Wir können uns also gut vorstellen, wie einem jungen Menschen zumute ist, der wie gelähmt zuhause sitzt, weil sich nichts mehr bewegt. Oder der womöglich tatsächlich krank ans Bett gefesselt ist, weil er nach einem Arbeitsunfall, nach einer Klettertour in den Bergen, vielleicht auch durch eine Polio-Infektion wirklich gelähmt ist. Da wird die Motivation zum Leben schon auf eine harte Probe gestellt; wenn sie nicht sogar ganz verloren geht. Und Hoffnungslosigkeit macht sich breit.
Da ist es schon ein besonderer Glücksfall, wenn sich andere Menschen um einen sorgen. Wenn sie sich um einen kümmern und sich für einen einsetzen. So wie in der neutestamentlichen Überlieferung des Matthäus der Offizier der römischen Besatzungsarmee in Palästina, der Hauptmann von Kapernaum in der Geschichte unseres heutigen Predigttextes.

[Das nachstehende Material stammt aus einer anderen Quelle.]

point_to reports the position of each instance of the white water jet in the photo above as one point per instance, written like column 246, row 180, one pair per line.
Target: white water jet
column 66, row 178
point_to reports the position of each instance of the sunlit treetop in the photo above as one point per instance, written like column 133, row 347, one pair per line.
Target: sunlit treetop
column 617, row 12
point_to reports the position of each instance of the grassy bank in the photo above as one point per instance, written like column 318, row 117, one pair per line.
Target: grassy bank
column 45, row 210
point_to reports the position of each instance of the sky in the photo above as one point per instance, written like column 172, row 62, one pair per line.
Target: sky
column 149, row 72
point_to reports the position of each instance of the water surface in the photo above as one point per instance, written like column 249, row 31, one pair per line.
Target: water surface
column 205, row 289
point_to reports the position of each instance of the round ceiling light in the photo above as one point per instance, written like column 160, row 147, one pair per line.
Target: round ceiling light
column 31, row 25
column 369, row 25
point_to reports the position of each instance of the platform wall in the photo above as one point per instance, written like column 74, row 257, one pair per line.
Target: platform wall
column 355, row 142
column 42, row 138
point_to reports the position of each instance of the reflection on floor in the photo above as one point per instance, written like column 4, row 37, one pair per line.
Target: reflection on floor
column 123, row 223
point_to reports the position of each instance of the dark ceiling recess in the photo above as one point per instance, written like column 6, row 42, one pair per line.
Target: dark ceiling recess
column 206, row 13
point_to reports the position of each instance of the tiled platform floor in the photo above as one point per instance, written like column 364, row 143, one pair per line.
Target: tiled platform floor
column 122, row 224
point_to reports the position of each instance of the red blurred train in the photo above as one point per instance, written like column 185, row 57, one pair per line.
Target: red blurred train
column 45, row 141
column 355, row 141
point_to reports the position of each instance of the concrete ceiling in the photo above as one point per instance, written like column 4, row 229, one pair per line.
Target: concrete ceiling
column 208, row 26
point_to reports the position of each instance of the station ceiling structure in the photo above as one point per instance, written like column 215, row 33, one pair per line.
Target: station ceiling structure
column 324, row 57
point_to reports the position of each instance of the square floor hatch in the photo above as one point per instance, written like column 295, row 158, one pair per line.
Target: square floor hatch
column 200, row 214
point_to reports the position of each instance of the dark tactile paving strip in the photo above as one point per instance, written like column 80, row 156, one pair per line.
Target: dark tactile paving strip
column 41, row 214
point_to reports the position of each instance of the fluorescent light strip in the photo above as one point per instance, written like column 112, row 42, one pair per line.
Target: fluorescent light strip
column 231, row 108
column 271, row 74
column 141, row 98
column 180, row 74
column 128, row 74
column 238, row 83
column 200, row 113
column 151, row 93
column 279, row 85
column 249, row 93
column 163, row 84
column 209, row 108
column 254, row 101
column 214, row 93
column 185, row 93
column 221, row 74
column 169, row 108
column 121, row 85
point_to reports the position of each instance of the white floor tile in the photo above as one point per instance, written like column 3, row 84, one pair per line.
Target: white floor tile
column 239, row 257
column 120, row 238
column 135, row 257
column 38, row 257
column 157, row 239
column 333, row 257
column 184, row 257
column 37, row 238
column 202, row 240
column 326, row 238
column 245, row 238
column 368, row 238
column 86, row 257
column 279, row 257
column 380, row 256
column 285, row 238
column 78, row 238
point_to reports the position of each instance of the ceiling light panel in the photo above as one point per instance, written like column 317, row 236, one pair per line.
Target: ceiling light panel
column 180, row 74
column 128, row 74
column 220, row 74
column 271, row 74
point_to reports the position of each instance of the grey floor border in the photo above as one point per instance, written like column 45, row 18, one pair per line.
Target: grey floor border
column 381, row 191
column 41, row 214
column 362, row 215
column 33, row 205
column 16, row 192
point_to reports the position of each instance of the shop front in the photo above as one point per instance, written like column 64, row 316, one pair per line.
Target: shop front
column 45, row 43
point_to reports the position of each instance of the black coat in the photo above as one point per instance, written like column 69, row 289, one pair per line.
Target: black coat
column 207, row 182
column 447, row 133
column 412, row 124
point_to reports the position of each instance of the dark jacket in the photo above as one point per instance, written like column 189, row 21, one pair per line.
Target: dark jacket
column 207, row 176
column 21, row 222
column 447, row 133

Welchen Grund er hat, sich in dieser Weise für seinen Mitarbeiter einzusetzen, bleibt uns verborgen. Wahrscheinlich ist das auch gar nicht so wichtig. Ob es Mitleid gewesen ist oder die Sorge, einen so zuverlässigen Mann zu verlieren, ob es Verantwortungsbewusstsein gewesen ist oder das, was wir im Lichte des Evangeliums „Nächstenliebe“ nennen? Wir erfahren es nicht. Viel wichtiger scheint der Weg zu sein, auf dem er Hilfe sucht und Heilung für ihn findet.
Der Weg führt ihn zu Jesus.
Dieser Weg zu Jesus ist sicherlich kein gerader Weg gewesen. Wessen Weg zu Jesus - und mit ihm - verläuft schon völlig geradlinig? Gewissheit und Zweifel wechseln einander immer wieder ab, Vertrauen und Enttäuschung erleben ein ständiges auf und ab, Zuversicht und Hoffnungslosigkeit streiten miteinander. Das erlebt wohl jeder. Und das ist auch ganz normal. Die einmal gefundene Antwort auf unsere Frage sucht eine ständige Bestätigung: Kann Jesus wirklich helfen? Macht die Begegnung mit ihm, unsere Zuwendung zu ihm und seine Zuwendung zu uns unser Leben wirklich heil?
Der Hauptmann von Kapernaum ist sich ganz bestimmt auch nicht sicherer als wir. Deshalb mag für ihn der Weg zu Jesus auch ein Wagnis gewesen sein. Aber er ist dieses Wagnis eingegangen. Und es hat sich gelohnt! So wie es sich für jeden lohnt, dieses Wagnis des Glaubens an Jesus einzugehen. Denn was ist Glauben anderes, als das hoffende Vertrauen, das uns letztlich zur Gewissheit wird; das hoffende Vertrauen darauf, dass Jesus unser Leben heilen und er allein unsere Lebensumstände heil machen kann.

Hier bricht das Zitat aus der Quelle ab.